BMJ No 7066 Volume 313

Editorial Saturday 9 November 1996


Drug trials in epilepsy

New drugs have been poorly assessed

A new generation of antiepileptic drugs has emerged in the past 10 years, including gabapentin, lamotrigine, felbamate, and vigabatrin. These are said to be valuable adjuncts to the first line drugs when epilepsy is inadequately controlled. No agreement exists on the criteria that define treatment failure. One view is that a treatment has failed when seizures are unacceptably frequent despite plasma drug concentrations in the "therapeutic range." However, this range is defined as the range of concentrations at which most patients have a size able reduction in the frequency of seizures without substantial dose dependent side effects. Since some patients require and tolerate larger doses, treatment failure might be better defined as inadequate efficacy at the highest tolerated dose.

Drug treatment for epilepsy is usually long term and should therefore be as simple as possible. Ideally, patients should start treatment with a single drug.(1) In the countries where they are now available, vigabatrin and lamotrigine were approved on the basis of supplementary treatment. Randomised controlled trials were performed in patients whose epilepsy was inadequately controlled by standard doses of a first line drug.(2-4) This dose was continued along with either the new antiepileptic drug or a placebo. A systematic review of 28 of such randomised placebo controlled "add on" trials appears in this week's issue (p 1169).(5) It concludes that the new antiepileptic drugs are significantly better than placebo in reducing seizure frequency, but that comparative trials will be needed to see if one drug is better than another. However, trials of supplementary drugs cannot measure the efficacy of a new drug. What they assess is the overall effect of the combination, which may be due to simple additive effects but which may also result from synergistic or even antagonistic effects.

The trials of vigabatrin and lamotrigine give other grounds for concern. The groups were not homogeneous at baseline: some patients were receiving a single drug and some multiple drugs, and some met one and some the other of the two criteria for treatment failure cited above.

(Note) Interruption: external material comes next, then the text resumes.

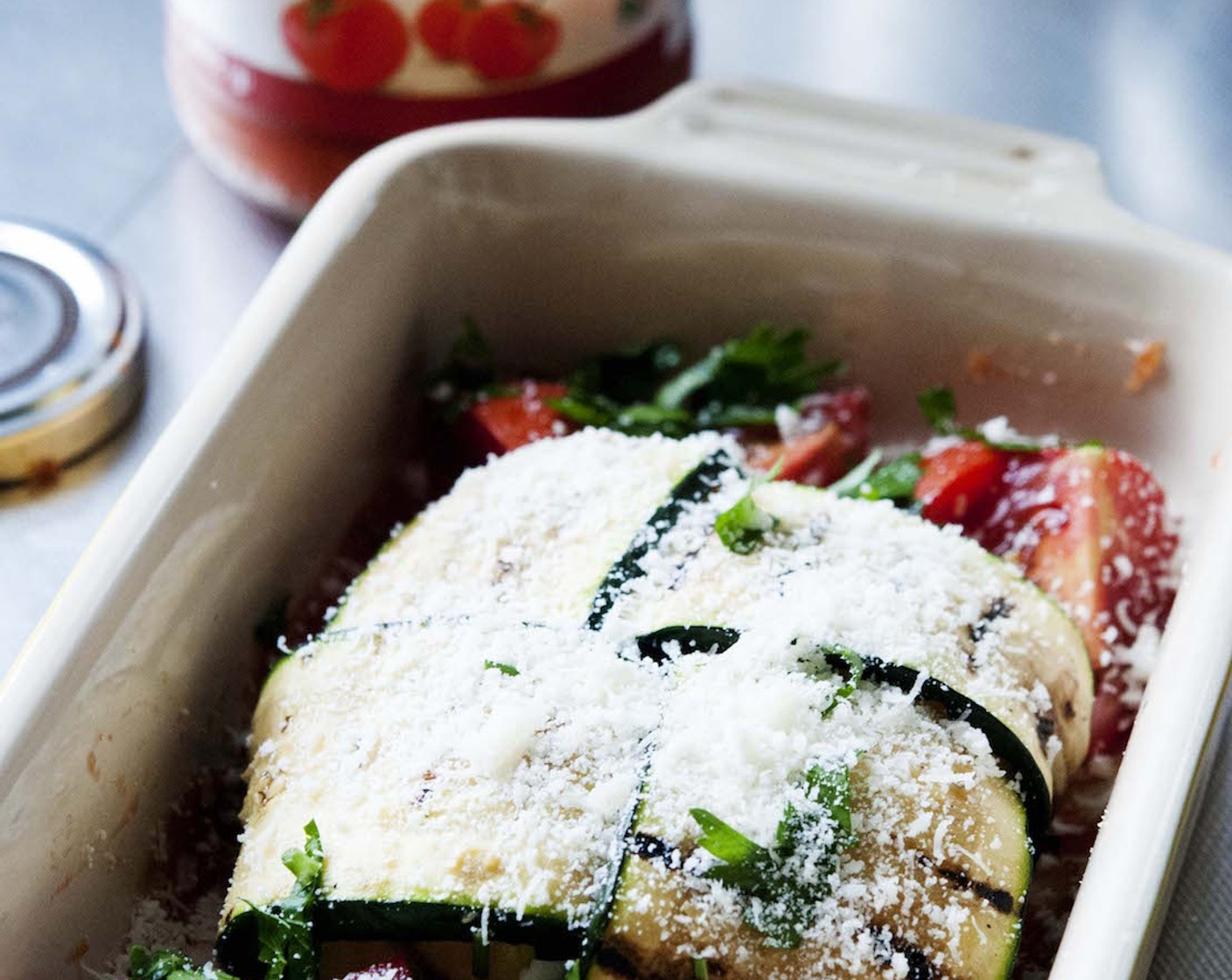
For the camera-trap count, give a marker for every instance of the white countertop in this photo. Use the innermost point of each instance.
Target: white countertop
(89, 142)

The drug combinations tested were also highly diverse. Most important, the main end point used was a reduction in the frequency of attacks by 50% or more; no account was taken of the clinical benefit experienced by the patients. Yet in a recent trial of lamotrigine no correlation was found between reductions in the frequency and severity of seizures and patients' wellbeing.(6)

None of the trials lasted more than three years. As these new antiepileptic drugs are costly, they should not be prescribed routinely without data on how many patients actually benefit and for how long. Also in this issue (p 1184) Walker et al show that most patients who initially respond to supplementary lamotrigine or vigabatrin gradually abandon the new drugs.(7) Studies will be needed to determine the reasons, which might include reduction in efficacy, side effects, or cost.

More detailed questions remain unanswered. The initial assessment file on vigabatrin left some doubt about potential side effects since studies on animals had reported ocular and neurological toxicity.(5) In France vigabatrin was initially reserved for use in hospital neurology units, which had to include the patients in a cohort study to identify any such toxicity. Unfortunately, no conclusions can be drawn from data published so far because of methodological problems (Mauguiere et al, personal communication, 1995).

Drug regulatory agencies should not be approving new drugs for which no benefit has been proved for patients using relevant outcome measures. In the case of the new antiepileptic drugs I believe that problems with the design of the trials have undermined the reliability of the available data. When marketing approval is authorised on the basis of relatively short trials (so that patients can benefit rapidly) I believe the assessment should be continued to determine the cost effectiveness and risk-benefit ratios in the long term. The regulatory agencies should reassess the files on these new antiepileptic drugs at regular intervals, and meanwhile their licences should include a requirement for a programme of continuing evaluation.

GILLES MIGNOT Clinical pharmacologist

La revue Prescrire (English edition, Prescrire International)
BP 459,
75527 Paris Cedex 11,
France

References

1 Shorvon S D. Medical assessment and treatment of chronic epilepsy. BMJ 1991;302:363-6.

2 Vigabatrin. Prescrire International 1993;2(5):3-4.

3 Vigabatrin and childhood epilepsy. Prescrire International 1993;2(5):22-3.

4 Lamotrigine. Prescrire International (in press).

5 Marson A G, Kadir Z A, Chadwick D W. The new antiepileptic drugs: a systematic review of their efficacy amnd tolerability. BMJ 1996;313:1169-74.

6 Chadwick D. Measuring antiepileptic therapies: the patient vs the physician view point. Neurology 1994;44 (suppl 8): S24-5.

7 Walker M C, Li L M, Sander J W A S. Long term use of the new anti-epileptic drugs, lamotrigine and vigabatrin in severe refractory epilepsy. BMJ 1996;313;1184-5.